Defining a reward function Wherein k is ₁ ，k ₂ ，k ₃ ，k ₄ ，k ₅ Is a positive number, is used for adjusting the influence degree of each factor on rewards, and is initialized to be 0, wherein Q value represents an expected return value obtained by taking a certain action under a certain state;

performing iterative training, selecting an action from the Q value table according to the current state by the intelligent agent at each time step, and executing the actionAfter the action is executed, the agent observes the feedback of the environment, namely the reward signal, and adopts the Q-Learning algorithm to update the value of the Q value table according to the feedback so as to gradually learn the optimal strategy, dynamically adjusts the dividing point according to the optimal strategy, and then uses the Belman equation to update the value of the Q value table according to the current state, the executed action and the obtained reward signal so that the Q value gradually approaches to the optimal value Q (S _i ,D _i )＝Q(S _i ,D _i )+α×[reward+γ×max(Q(S _i+1 ,D _i+1 ))-Q(S _i ,D _i )]Where α is the learning rate, γ is the discount factor, max (Q (S _i+1 ,D _i+1 ) Is the maximum Q value for all possible actions D in the next state S.

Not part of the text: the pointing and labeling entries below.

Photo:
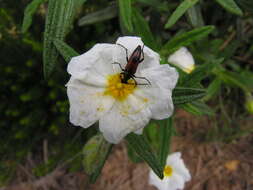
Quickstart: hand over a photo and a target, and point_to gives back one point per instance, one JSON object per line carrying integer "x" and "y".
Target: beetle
{"x": 132, "y": 64}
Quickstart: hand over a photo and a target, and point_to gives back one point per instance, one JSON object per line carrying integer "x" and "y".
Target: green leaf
{"x": 194, "y": 78}
{"x": 125, "y": 10}
{"x": 58, "y": 23}
{"x": 246, "y": 4}
{"x": 186, "y": 39}
{"x": 142, "y": 148}
{"x": 236, "y": 79}
{"x": 230, "y": 6}
{"x": 99, "y": 16}
{"x": 141, "y": 28}
{"x": 29, "y": 12}
{"x": 65, "y": 50}
{"x": 182, "y": 95}
{"x": 212, "y": 89}
{"x": 159, "y": 5}
{"x": 197, "y": 108}
{"x": 195, "y": 17}
{"x": 180, "y": 10}
{"x": 95, "y": 153}
{"x": 165, "y": 132}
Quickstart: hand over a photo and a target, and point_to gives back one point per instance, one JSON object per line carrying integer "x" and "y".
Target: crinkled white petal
{"x": 87, "y": 103}
{"x": 95, "y": 63}
{"x": 124, "y": 117}
{"x": 89, "y": 75}
{"x": 183, "y": 59}
{"x": 178, "y": 178}
{"x": 178, "y": 165}
{"x": 151, "y": 58}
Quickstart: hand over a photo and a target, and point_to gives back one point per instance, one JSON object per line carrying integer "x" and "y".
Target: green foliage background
{"x": 34, "y": 110}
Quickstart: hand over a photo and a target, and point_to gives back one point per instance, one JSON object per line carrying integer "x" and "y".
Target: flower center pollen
{"x": 117, "y": 89}
{"x": 167, "y": 172}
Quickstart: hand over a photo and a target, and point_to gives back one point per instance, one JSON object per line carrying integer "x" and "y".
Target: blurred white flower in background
{"x": 183, "y": 59}
{"x": 175, "y": 174}
{"x": 96, "y": 92}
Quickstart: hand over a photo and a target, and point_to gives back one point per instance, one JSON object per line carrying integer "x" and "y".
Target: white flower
{"x": 96, "y": 93}
{"x": 183, "y": 59}
{"x": 175, "y": 174}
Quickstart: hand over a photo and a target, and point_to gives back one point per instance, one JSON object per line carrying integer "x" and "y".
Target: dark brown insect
{"x": 132, "y": 64}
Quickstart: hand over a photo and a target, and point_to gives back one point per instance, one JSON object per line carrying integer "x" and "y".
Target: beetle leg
{"x": 142, "y": 78}
{"x": 119, "y": 65}
{"x": 142, "y": 54}
{"x": 125, "y": 49}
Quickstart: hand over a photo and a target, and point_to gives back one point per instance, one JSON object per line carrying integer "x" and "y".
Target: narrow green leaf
{"x": 246, "y": 4}
{"x": 212, "y": 89}
{"x": 65, "y": 50}
{"x": 142, "y": 29}
{"x": 125, "y": 10}
{"x": 142, "y": 148}
{"x": 29, "y": 12}
{"x": 180, "y": 10}
{"x": 237, "y": 80}
{"x": 95, "y": 153}
{"x": 195, "y": 77}
{"x": 197, "y": 108}
{"x": 165, "y": 132}
{"x": 158, "y": 5}
{"x": 58, "y": 23}
{"x": 230, "y": 6}
{"x": 195, "y": 16}
{"x": 99, "y": 16}
{"x": 182, "y": 95}
{"x": 186, "y": 39}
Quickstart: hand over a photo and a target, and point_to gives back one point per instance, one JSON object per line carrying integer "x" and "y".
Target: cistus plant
{"x": 197, "y": 57}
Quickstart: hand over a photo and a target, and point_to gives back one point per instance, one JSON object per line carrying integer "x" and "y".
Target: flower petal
{"x": 162, "y": 76}
{"x": 87, "y": 103}
{"x": 151, "y": 58}
{"x": 98, "y": 61}
{"x": 177, "y": 163}
{"x": 124, "y": 117}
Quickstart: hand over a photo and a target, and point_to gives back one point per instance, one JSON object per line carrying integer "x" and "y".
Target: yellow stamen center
{"x": 167, "y": 172}
{"x": 117, "y": 89}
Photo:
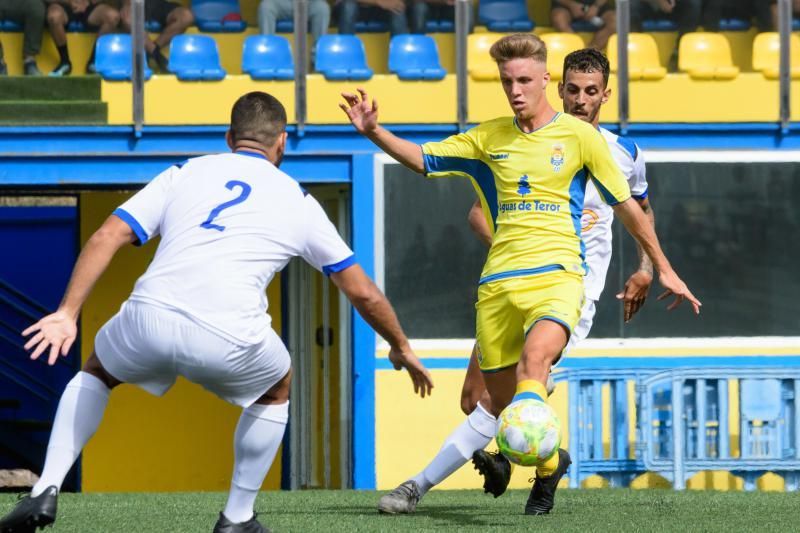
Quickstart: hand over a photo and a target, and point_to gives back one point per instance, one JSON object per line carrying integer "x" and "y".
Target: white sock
{"x": 472, "y": 435}
{"x": 255, "y": 443}
{"x": 80, "y": 411}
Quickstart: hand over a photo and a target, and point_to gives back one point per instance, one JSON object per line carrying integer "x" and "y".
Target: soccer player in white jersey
{"x": 583, "y": 92}
{"x": 228, "y": 223}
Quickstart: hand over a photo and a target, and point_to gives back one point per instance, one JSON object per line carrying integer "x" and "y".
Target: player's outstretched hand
{"x": 361, "y": 112}
{"x": 420, "y": 377}
{"x": 674, "y": 286}
{"x": 56, "y": 331}
{"x": 635, "y": 292}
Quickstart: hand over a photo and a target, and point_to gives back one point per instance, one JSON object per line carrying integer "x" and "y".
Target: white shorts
{"x": 151, "y": 346}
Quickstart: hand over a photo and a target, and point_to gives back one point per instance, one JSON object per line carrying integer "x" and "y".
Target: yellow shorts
{"x": 507, "y": 309}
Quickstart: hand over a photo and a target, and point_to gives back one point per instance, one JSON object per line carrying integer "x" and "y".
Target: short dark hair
{"x": 587, "y": 60}
{"x": 259, "y": 117}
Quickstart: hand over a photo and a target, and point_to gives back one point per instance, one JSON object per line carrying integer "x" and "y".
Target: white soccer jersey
{"x": 598, "y": 216}
{"x": 228, "y": 223}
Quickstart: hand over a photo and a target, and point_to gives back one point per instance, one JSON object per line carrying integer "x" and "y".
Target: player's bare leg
{"x": 79, "y": 413}
{"x": 473, "y": 434}
{"x": 258, "y": 436}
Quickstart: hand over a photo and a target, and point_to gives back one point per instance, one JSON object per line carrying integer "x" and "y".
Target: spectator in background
{"x": 686, "y": 14}
{"x": 271, "y": 11}
{"x": 94, "y": 14}
{"x": 29, "y": 13}
{"x": 174, "y": 19}
{"x": 599, "y": 13}
{"x": 393, "y": 12}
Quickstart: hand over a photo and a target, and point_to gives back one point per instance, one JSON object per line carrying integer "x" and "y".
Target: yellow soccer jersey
{"x": 531, "y": 186}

8. An end-side hierarchical neural network model training device, comprising:

the acquisition module is used for acquiring the neural network;

9. A computer device comprising a memory having stored therein computer readable instructions which when executed by the processor implement the steps of the end-side hierarchical neural network model training method of any of claims 1 to 7.

10. A computer readable storage medium having stored thereon computer readable instructions which when executed by a processor implement the steps of the end-side hierarchical neural network model training method of any of claims 1 to 7.